20 It was submitted that the combination of the notice of surrender signed by Mr Bhardwaj and the notice of termination signed by Mr Gilany constituted a surrender of the lease for the purposes of the Real Property Act 1900, s 54(1). While item (3) of the notice of termination purported to accept the surrender of the lease, for the reasons already mentioned, the notice of surrender did not constitute a surrender by Indian Taj. Furthermore, the Real Property Act 1900, s 54(1) required execution of an approved form. The approved form 07DL was not executed by the parties to the lease.
21 Finally, on this topic, it was submitted that the conduct of Mr Sharma and Mr Bhardwaj constituted a surrender by operation of law of the lease by Indian Taj. It was submitted that Mr Bhardwaj had evinced an intention to surrender the lease and Mr Sharma, by his conduct, had ratified Mr Bhardwaj's actions.

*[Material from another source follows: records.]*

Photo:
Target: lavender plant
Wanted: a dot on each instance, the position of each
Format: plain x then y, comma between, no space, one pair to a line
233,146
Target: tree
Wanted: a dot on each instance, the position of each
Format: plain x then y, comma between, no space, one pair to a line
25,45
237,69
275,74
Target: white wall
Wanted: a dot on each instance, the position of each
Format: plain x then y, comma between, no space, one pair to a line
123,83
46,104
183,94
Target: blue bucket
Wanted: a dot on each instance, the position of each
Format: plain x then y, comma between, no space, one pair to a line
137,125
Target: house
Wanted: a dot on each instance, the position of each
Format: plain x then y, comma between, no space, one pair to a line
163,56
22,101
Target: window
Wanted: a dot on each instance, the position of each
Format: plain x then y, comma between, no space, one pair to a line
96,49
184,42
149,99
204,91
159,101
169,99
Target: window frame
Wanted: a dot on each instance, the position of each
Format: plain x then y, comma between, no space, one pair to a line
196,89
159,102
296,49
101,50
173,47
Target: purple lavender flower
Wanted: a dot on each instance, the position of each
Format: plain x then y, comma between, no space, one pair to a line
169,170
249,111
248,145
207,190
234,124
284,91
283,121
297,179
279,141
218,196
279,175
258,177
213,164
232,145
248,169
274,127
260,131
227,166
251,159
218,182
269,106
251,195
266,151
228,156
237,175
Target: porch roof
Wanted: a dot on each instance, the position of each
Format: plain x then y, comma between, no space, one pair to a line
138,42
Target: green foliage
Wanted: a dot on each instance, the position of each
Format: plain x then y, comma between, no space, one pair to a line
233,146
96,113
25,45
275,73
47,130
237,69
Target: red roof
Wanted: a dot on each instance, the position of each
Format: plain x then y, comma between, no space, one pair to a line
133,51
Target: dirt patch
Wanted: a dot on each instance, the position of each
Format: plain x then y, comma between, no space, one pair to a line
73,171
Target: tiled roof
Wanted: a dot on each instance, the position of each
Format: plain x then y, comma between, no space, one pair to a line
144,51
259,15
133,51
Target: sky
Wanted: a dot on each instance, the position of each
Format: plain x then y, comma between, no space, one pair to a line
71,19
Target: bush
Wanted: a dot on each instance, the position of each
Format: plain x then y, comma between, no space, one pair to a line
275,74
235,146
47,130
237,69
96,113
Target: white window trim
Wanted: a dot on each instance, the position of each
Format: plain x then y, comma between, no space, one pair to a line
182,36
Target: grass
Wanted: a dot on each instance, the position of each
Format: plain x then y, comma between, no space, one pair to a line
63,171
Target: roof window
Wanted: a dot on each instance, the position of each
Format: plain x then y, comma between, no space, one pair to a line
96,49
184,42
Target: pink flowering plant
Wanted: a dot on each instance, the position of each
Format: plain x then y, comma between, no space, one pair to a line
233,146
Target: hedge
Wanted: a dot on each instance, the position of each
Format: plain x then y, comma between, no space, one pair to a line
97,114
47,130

22 The Conveyancing Act 1919, s 23B(1) provided that no assurance of land should be valid to pass an interest at law unless made by deed. Section 23B(3) provided that the section did not apply to land under the provisions of the Real Property Act 1900. An express surrender of a lease not registered under the Act, therefore required a deed (Zorbas v McNamara (1962) SR (NSW) 159). An express surrender of a lease registered under the Real Property Act 1900 required the execution by lessor and lessee of a document in approved form under s 54.

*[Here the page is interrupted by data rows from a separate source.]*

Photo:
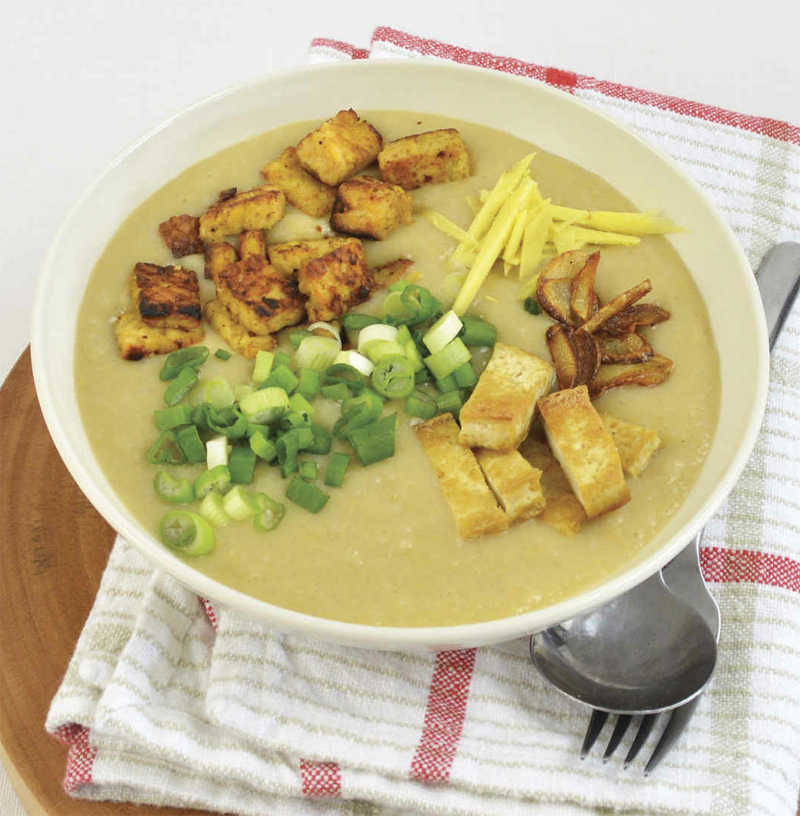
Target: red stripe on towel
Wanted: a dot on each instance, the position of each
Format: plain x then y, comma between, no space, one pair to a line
750,566
568,81
444,715
321,778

23 In each case there was an exception for a surrender by operation of law. Section 23B(2)(c) of the Conveyancing Act 1919 provided that the section did not apply to a surrender by operation of law.

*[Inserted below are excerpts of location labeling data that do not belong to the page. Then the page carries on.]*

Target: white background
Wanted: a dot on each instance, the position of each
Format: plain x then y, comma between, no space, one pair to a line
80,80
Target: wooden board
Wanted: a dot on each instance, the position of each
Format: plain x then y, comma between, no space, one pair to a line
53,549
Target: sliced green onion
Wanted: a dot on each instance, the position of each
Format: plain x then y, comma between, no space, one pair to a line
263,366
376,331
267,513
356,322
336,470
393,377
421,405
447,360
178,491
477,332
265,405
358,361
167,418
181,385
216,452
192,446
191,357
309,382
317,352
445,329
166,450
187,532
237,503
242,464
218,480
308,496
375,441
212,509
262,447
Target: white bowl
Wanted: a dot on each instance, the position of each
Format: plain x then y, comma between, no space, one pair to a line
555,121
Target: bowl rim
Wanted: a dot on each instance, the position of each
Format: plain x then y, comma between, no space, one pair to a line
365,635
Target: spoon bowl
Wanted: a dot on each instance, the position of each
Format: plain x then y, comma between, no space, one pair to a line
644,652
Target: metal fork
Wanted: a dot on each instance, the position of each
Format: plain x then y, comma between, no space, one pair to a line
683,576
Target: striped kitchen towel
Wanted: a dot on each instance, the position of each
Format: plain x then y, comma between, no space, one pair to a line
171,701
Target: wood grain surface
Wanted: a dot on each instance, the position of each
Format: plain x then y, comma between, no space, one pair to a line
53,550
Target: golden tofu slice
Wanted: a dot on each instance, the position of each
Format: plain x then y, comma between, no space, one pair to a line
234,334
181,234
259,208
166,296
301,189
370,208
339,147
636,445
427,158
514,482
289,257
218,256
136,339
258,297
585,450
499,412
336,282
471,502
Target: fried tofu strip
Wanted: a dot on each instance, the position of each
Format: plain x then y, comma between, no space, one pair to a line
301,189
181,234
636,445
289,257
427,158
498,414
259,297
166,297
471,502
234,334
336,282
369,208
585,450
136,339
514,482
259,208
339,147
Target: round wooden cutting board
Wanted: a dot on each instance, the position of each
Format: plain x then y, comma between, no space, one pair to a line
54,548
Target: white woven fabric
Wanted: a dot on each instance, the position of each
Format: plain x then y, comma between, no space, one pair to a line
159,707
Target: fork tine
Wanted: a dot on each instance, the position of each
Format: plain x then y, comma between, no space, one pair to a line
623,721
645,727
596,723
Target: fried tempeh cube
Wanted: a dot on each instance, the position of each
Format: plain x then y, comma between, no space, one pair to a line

24 Such a surrender is based upon the notion of estoppel. There must be some act short of express surrender assented to by the other party that is inconsistent with the continued existence of the lease. As Professor Butt puts it in Land Law, 4th ed, Lawbook Co, Sydney, 2001 at [15157.5]:
"Surrender by operation of law occurs where one party (A) to the lease does some act (short of express surrender), assented to by the other, which is inconsistent with the continued existence of the lease. This sets up mutual estoppels, precluding the parties from denying that the lease has been surrendered."
25 In Gorman v Pye (1951) 68 WN (NSW) 180 a tenant gave her landlord the key and vacated the premises saying she wished to give up her tenancy. A few days later she gave the landlord a document stating that she had vacated as she no longer wished to have the tenancy and that any persons on the premises were squatters. About the same time the landlord's solicitors wrote to the squatters requiring them to vacate the premises. It was held that there had been a surrender of the tenancy by operation of law.
26 If Mr Bhardwaj had the authority of Indian Taj to express on behalf of the company the statements he made to Mr Gilany on 23 August 2004 as confirmed by his subsequent letter and his handing over of the keys to the lock together with Mr Gilany's subsequent acceptance of the circumstances, there would have been a surrender of the lease by operation of law, in my view.
27 The question remains, however, whether the actions of Mr Bhardwaj and Mr Sharma's subsequent conduct constituted actions of Indian Taj. That depends upon whether the subsequent actions of Mr Sharma might be regarded as an informal assent as a director of Indian Taj to the actions taken by Mr Bhardwaj. I am not satisfied that they did. Neither director was speaking to the other. When Mr Gilany informed Mr Sharma that Mr Bhardwaj had withdrawn as a guarantor under the lease, Mr Sharma said he did likewise. That, to me, smacks of an individual act on the part of Mr Sharma asserting that he no longer accepted liability under the lease. It does not suggest that he put his mind to ratification on behalf of Indian Taj of the earlier actions of Mr Bhardwaj that did not bind the company. Being at loggerheads, it is unlikely that Mr Sharma endorsed the actions of his co-director. In my view neither the notice of surrender not the actions of the directors of Indian Taj effected a surrender of the lease.